How about ensuring that all workers get reasonable breaks, and let them breathe some fresh air, instead? Just a thought. 

Thanks for Asking the Waitress! 


  1. Texas does not require breaks, and all of my employers have taken advantage of that at some point. Surprisingly, Schmarden has been extremely good about telling us that they cannot guarantee us a break while also making great efforts to ensure that we can at least eat something, and usually take a break too. All off the clock, of course; we must clock out under the "meal break" function while eating and/or on break...but it's certainly better than battling to get that privilege. I also wrote "right," how silly of me. It should be a right...13 hour days with no breaks are criminal.

    1. Almost, not also. Late-night typos...

    2. "Schmarden," LOL.

      The wording by the federal Department of Labor is such:

      "Federal law does not require lunch or coffee breaks. However, when employers do offer short breaks (usually lasting about 5 to 20 minutes), federal law considers the breaks as compensable work hours that would be included in the sum of hours worked during the work week and considered in determining if overtime was worked."

      So, it seems as if making you clock out for fifteen minutes may actually be a violation. If not, then you would still have to start earning overtime as if you had been paid for that break. Schmarden may be splitting a hair, or possibly just breaking the law by making you clock out for short periods.

      Thirteen hours on your feet with nary a break? "Criminal" is too kind!

    3. To break at our Schmarden you must be working a split or double shift. It is just common sense to expect A lunch or dinner break- to actually leave the place for an hour anyway, between shifts.

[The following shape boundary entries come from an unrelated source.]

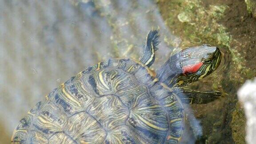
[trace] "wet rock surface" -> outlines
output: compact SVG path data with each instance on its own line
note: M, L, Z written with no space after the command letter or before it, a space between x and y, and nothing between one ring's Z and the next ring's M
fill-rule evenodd
M210 43L225 54L225 66L208 78L191 86L228 93L224 98L204 105L193 105L209 143L244 143L245 118L238 106L236 91L247 79L256 75L256 21L239 0L160 0L166 24L180 36L181 45ZM239 134L239 136L237 134Z

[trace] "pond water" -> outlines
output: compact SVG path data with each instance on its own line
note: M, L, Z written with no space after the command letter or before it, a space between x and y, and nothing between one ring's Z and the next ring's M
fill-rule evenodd
M19 120L72 76L111 58L139 59L156 28L153 70L187 46L208 43L225 54L220 68L189 87L228 95L188 106L198 132L187 124L182 142L202 133L198 142L244 143L236 92L256 76L256 19L239 0L0 0L0 143L9 143Z

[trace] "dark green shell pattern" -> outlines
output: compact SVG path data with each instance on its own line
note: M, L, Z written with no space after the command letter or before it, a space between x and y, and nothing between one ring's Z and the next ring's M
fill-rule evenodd
M89 67L38 103L12 143L178 143L182 105L147 68L123 59Z

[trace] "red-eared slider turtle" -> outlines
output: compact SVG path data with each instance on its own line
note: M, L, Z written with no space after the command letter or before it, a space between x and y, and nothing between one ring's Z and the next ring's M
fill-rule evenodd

Otherwise they should call it a "long shift" or something..Serving shifts are not supposed to be 10+ hours long..I was shocked that there are no laws in TX regulating anything-literally all an employer has to do now is provide an outhouse and a water hose and your legal..I'm not joking, it is true..

    4. I just suffocate in our tiny windowless stinky break room and will not pay to eat there..they do make money off those many server meals even at half off..I tell them I have to leave to eat, and I do-luckily I live 10 minutes away..

  2. I really wish that more of the customers we serve knew about these little loopholes in the laws. I have simply never worked in a place that allowed breaks other than the "end of the shift, 50% off meal..."

    However, I def picked up smoking while waitressing. & When I quit, I never told the managers or the host staff. I simply kept taking my smoke breaks like before. It's true, only the smokers get mid shift breaks.

  3. It's things like this that serve as the greatest argument on behalf of unions.

  4. Is it right for an employee to be at work at 440 am when you don't get paid till 5 am

    1. If you are required to be at work at 4:40, then you must be paid starting at 4:40.

  5. It's not called a smoke break. It's a rest period and you are entitled to it whether or not you smoke. It's not the smokers fault you don't assert your rights, it's yours. I'm a smoker and have been a server for 13 years. To imply that lack of breaks encourages people to take up smoking is just ridiculous. For the record I don't get "smoke breaks." Also, I work my 6 hour shift with no breaks just like you nonsmokers. How's the air up there on your horse?

    1. The air up here on my horse is in a different state than the air under the rock you call "home." I am guessing you are in California, in which you do get a ten minute rest period, which is a paid break, for every four hours worked. There are a few other states that are less draconian than the rest of the country.

      Please work on your critical reading skills. Not only do I do an excellent job of clarifying between federal an state laws, I also source my research. Before insulting me, you might try doing a little research and educate yourself. If you can't do that, then remember this:

      "Better to remain silent and be thought a fool, than to speak and remove all doubt." (Oscar Wilde, I believe.)